Papst Franziskus hat die Regierung des Krisenstaats Zentralafrikanische Republik aufgefordert, sich für die Einheit der Bevölkerungsgruppen und den Frieden einzusetzen. Die Menschen dürften keine Angst vor Mitgliedern anderer Ethnien oder Religionen haben, sagte er in der Hauptstadt Bangui.

Papst wirbt für Frieden im Krisenstaat Zentralafrikanische Republik
Daniel Dal Zennaro Papst wirbt für Frieden im Krisenstaat Zentralafrikanische Republik

Der Regierung komme dabei eine besondere Verantwortung zu, sagte er vor Übergangspräsidentin Cathérine Samba-Panza. «Ich komme als Pilger des Friedens und als Apostel der Hoffnung», sagte der 78-Jährige. 

In seiner ersten Rede in dem Land sprach Franziskus jedoch nicht direkt von dem Konflikt, der das Land seit über zwei Jahren erschüttert. Dabei stehen sich muslimische Rebellen und christliche Milizen gegenüber. Tausende wurden getötet. Jeder fünfte Einwohner ist vor der Gewalt geflohen. Beiden Konflikparteien werden schwerwiegende Gewalttaten vorgeworfen. 

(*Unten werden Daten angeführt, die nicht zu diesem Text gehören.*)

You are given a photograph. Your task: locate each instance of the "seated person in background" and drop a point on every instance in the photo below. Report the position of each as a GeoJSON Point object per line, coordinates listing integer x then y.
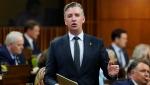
{"type": "Point", "coordinates": [141, 51]}
{"type": "Point", "coordinates": [113, 59]}
{"type": "Point", "coordinates": [41, 62]}
{"type": "Point", "coordinates": [11, 52]}
{"type": "Point", "coordinates": [139, 73]}
{"type": "Point", "coordinates": [32, 30]}
{"type": "Point", "coordinates": [119, 38]}
{"type": "Point", "coordinates": [39, 77]}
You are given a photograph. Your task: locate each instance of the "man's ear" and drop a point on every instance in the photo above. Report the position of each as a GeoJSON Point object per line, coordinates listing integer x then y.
{"type": "Point", "coordinates": [83, 19]}
{"type": "Point", "coordinates": [65, 21]}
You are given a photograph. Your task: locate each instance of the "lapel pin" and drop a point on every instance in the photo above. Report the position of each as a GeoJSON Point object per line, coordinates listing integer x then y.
{"type": "Point", "coordinates": [90, 43]}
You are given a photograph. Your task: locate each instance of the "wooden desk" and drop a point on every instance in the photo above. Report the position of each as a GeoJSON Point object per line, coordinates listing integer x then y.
{"type": "Point", "coordinates": [17, 75]}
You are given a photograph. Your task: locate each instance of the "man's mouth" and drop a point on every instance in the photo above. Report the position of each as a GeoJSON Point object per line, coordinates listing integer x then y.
{"type": "Point", "coordinates": [74, 25]}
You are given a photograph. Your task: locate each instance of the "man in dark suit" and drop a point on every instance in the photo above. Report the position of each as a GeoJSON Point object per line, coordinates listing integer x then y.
{"type": "Point", "coordinates": [119, 38]}
{"type": "Point", "coordinates": [11, 52]}
{"type": "Point", "coordinates": [139, 73]}
{"type": "Point", "coordinates": [76, 55]}
{"type": "Point", "coordinates": [31, 30]}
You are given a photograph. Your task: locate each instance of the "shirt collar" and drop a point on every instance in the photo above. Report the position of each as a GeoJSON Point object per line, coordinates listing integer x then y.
{"type": "Point", "coordinates": [28, 38]}
{"type": "Point", "coordinates": [71, 36]}
{"type": "Point", "coordinates": [12, 56]}
{"type": "Point", "coordinates": [116, 47]}
{"type": "Point", "coordinates": [134, 82]}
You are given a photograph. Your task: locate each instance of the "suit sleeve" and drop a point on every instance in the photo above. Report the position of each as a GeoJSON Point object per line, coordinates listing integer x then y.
{"type": "Point", "coordinates": [104, 59]}
{"type": "Point", "coordinates": [3, 59]}
{"type": "Point", "coordinates": [117, 83]}
{"type": "Point", "coordinates": [51, 67]}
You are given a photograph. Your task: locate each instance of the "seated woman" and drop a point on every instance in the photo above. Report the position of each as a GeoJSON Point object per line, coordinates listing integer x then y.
{"type": "Point", "coordinates": [39, 77]}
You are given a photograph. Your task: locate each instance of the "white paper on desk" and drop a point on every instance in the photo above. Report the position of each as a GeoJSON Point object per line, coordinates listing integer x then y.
{"type": "Point", "coordinates": [65, 81]}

Franziskus drückte dem vorbereiteten Redetext zufolge die Hoffnung aus, dass die bereits mehrfach verschobenen Wahlen Ende Dezember eine positive Wende herbeiführen werden, um «gut in einen neuen Abschnitt der Geschichte zu gehen». Der Friede im Land ist brüchig. Nach einem Zwischenfall im Oktober wurden bei einer neuen Gewaltwelle UN-Angaben zufolge 80 Menschen getötet und 400 weitere schwer verletzt.

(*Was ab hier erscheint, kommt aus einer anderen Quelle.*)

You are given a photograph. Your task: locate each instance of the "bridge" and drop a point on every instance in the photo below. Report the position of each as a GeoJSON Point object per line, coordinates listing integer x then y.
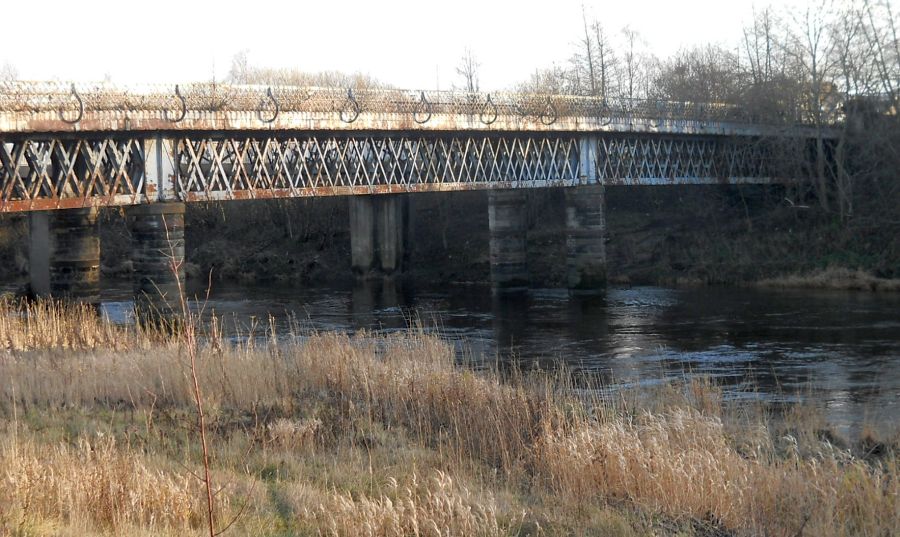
{"type": "Point", "coordinates": [68, 149]}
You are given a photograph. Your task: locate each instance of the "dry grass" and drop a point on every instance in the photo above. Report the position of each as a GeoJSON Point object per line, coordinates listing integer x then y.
{"type": "Point", "coordinates": [329, 434]}
{"type": "Point", "coordinates": [837, 278]}
{"type": "Point", "coordinates": [92, 484]}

Franziskus war die Reise in die Zentralafrikanische Republik besonders wichtig. Es ist das erste mal, dass er in ein Krisengebiet reist. Er folgt damit seinem Ziel, an die Ränder der Kirche zu gehen, zu den Armen, Vergessenen und Notleidenden.

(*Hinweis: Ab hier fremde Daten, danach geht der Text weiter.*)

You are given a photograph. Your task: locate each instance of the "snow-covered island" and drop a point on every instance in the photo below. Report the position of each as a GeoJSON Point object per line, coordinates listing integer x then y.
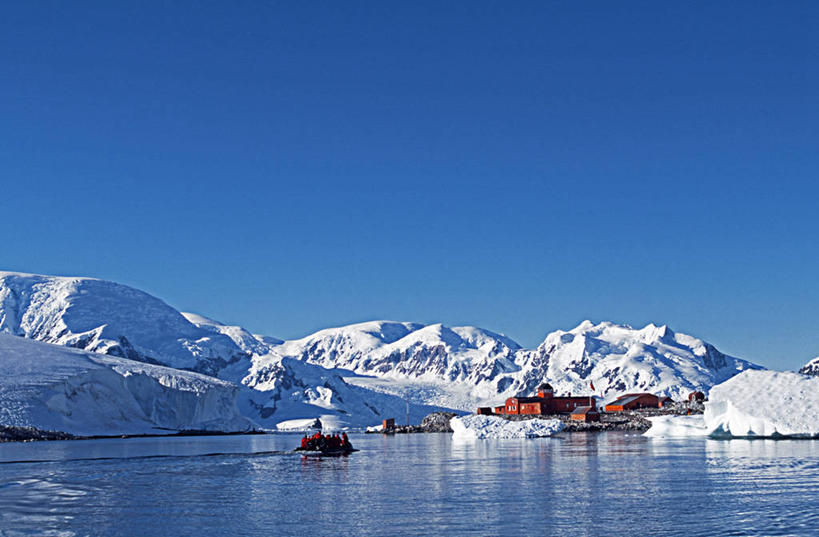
{"type": "Point", "coordinates": [115, 360]}
{"type": "Point", "coordinates": [753, 404]}
{"type": "Point", "coordinates": [477, 427]}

Die Zentralafrikanische Republik ist einem UN-Index zufolge das drittärmste Land der Welt. Der Konflikt hatte zunächst wirtschaftliche Hintergründe, entwickelte sich jedoch nach dem Sturz des christlichen Präsidenten Francois Bozizé durch muslimische Rebellen 2013 zu einem Konflikt zwischen den Religionsgruppen. 

Franziskus war aus Uganda angereist. Am Sonntag wollte er in Bangui auch ein Flüchtlingslager besuchen, in dem Christen Zuflucht gesucht haben. Am Abend wollte er zum ersten Advent in der Kathedrale von Bangui eine Messe feiern. Dabei will er auch eine Heilige Pforte öffnen - als Vorpremiere des Heiligen Jahres, des «Jubiläums der Barmherzigkeit», das offiziell am 8. Dezember in Rom eingeläutet wird. 

Der Vatikan ließ sich bei den Reiseplänen auch nicht von der desolaten Infrastruktur und der schwierigen Sicherheitslage abschrecken. Die überforderte Übergangsregierung kann seine Sicherheit nicht garantieren, der Vatikan verlässt sich daher auf die rund 11 000 Blauhelmsoldaten und die etwa 900 französischen Truppen in und um Bangui. Vatikan-Sprecher Federico Lombardi betonte, der Papst habe keine Angst. Obwohl in dem Land viele Waffen zirkulieren, wird er in Bangui mitunter auch das offene Papamobil nutzen.

Vor Abschluss seines Besuchs am Montag wird sich Franziskus in einer Moschee mit Vertretern der muslimischen Gemeinde treffen. Die meisten Muslime sind wegen des Konfliktes jedoch bereits aus Bangui geflohen. 

Zuvor hatte Franziskus im Rahmen seiner elften Auslandsreise Kenia und Uganda besucht. Für Franziskus war es die erste Reise nach Afrika, wo die katholische Kirche weltweit am schnellsten wächst.